I made some simple yet effective New Year’s resolutions which included meditation, hypnosis, maintaining daily hygiene, eating three meals a day, getting 8 hours sleep a night and going to university. Most of these seem like pretty basic means of survival, but when you’re a depressed zombie these seem like outrageous and impossible demands that you simply don’t have the energy to attempt, especially when you’re a hyperanxious agoraphobic drained from always expecting the worst case scenario.
I stuck a middle finger up to mental illness and attended lessons at uni. At first it was terrifying but it gradually got better, and the support of my housemates, friends and family kept me motivated. I come out of my classes skipping on rainbows, simply so overjoyed that I’m climbing my Everest. My classes are interesting and I really enjoy them, especially the language acquisition lecture where we watch videos of cute babies trying to speak for an hour and a half. I do have one qualm though. It seems to be the norm for French students to sit and chat/play on their phones/watch Malcolm in the Middle during lectures.
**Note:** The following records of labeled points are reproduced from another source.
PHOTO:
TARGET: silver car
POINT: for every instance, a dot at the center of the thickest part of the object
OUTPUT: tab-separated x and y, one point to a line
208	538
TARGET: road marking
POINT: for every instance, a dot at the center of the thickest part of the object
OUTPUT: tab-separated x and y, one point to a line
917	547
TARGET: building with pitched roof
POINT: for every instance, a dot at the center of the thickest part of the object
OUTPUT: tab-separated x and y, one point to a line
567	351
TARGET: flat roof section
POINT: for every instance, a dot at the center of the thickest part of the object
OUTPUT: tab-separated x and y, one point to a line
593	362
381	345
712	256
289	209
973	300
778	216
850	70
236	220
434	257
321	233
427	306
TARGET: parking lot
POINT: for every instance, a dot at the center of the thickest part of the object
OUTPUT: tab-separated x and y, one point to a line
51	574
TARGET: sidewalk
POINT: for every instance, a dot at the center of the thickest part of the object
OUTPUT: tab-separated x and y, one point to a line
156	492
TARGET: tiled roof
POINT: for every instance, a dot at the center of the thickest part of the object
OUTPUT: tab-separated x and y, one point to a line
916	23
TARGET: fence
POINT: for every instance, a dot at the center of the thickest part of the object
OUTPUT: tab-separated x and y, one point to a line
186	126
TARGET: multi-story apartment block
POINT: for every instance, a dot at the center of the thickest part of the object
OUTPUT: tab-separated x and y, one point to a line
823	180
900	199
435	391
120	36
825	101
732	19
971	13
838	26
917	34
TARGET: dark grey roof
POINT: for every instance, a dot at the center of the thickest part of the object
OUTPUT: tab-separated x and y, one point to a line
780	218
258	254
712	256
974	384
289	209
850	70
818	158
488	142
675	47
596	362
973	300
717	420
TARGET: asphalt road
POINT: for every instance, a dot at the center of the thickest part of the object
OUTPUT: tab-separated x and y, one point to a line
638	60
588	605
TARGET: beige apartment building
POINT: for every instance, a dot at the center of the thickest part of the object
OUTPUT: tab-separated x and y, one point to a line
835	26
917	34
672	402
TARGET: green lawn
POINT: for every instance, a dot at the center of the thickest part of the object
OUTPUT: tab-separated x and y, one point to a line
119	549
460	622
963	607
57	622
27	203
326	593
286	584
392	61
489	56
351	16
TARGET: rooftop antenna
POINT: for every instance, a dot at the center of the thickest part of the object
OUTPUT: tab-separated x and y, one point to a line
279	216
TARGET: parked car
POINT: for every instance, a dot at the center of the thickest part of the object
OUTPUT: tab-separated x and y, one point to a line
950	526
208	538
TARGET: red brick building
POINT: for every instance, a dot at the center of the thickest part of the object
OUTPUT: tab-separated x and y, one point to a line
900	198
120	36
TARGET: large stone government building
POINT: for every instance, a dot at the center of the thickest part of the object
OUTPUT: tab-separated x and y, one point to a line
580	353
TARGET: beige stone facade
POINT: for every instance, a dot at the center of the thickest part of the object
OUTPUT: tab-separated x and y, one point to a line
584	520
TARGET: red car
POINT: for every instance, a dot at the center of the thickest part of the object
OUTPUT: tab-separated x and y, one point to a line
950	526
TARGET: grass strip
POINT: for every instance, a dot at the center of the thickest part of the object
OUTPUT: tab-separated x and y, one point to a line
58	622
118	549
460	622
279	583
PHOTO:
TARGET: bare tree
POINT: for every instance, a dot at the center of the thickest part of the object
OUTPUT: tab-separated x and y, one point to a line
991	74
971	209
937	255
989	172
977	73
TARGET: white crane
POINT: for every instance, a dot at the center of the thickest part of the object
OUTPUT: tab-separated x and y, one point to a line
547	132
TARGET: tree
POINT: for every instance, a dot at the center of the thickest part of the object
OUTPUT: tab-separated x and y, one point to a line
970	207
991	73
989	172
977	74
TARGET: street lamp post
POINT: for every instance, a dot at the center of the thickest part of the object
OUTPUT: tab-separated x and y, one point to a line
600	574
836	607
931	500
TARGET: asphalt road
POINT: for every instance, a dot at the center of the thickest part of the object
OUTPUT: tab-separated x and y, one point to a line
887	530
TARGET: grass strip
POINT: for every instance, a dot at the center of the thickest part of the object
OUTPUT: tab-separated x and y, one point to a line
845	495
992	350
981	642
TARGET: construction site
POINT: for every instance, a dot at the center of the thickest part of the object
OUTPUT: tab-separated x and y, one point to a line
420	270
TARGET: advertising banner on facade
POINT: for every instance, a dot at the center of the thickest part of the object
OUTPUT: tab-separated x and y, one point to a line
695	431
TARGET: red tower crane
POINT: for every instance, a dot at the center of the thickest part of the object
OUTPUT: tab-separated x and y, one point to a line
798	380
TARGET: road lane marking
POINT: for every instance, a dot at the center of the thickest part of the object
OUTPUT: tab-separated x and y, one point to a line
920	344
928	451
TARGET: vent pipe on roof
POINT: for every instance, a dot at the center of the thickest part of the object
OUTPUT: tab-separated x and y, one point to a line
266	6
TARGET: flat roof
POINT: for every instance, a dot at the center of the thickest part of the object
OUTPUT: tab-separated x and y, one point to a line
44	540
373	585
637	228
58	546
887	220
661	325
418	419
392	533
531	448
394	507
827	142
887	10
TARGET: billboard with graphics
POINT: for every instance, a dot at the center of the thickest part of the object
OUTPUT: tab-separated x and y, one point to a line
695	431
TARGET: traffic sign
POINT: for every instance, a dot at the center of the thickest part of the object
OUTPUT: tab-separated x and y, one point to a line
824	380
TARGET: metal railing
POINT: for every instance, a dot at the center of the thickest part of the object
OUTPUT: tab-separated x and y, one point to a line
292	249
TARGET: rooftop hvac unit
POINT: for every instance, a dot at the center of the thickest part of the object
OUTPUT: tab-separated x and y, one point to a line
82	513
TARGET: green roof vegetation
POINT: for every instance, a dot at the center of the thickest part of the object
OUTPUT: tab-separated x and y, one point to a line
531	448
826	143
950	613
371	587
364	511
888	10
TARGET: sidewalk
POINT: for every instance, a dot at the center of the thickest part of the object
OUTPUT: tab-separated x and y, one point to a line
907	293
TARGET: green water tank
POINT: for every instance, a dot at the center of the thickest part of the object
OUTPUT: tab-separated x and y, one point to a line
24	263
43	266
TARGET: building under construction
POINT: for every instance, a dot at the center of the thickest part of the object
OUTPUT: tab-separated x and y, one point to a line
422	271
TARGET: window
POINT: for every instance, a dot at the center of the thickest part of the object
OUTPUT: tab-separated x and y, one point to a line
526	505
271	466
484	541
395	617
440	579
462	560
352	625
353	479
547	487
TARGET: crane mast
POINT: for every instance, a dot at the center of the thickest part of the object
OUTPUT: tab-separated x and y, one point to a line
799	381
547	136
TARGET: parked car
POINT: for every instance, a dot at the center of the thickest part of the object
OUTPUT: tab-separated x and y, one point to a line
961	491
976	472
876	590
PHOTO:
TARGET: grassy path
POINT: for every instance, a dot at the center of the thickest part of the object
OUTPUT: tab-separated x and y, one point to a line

This is bizarre, if this was done at Leeds surely the lecturer would kick off big style but here they don’t seem to care.
Confession time: I’m actually writing this blog entry from the back of a co-voiturage on my way to Italy. The first three weeks of uni are done and it is half term, so I’m off to visit my beau in Genova. For our week off we plan to travel to Bologna, Verona and Venice, so I’ll have plenty of material for my next blog entry that will make you all jealous (you’re welcome).
Must dash, the southern French fashion of driving is making me fear for my life and my iPad is flying around everywhere.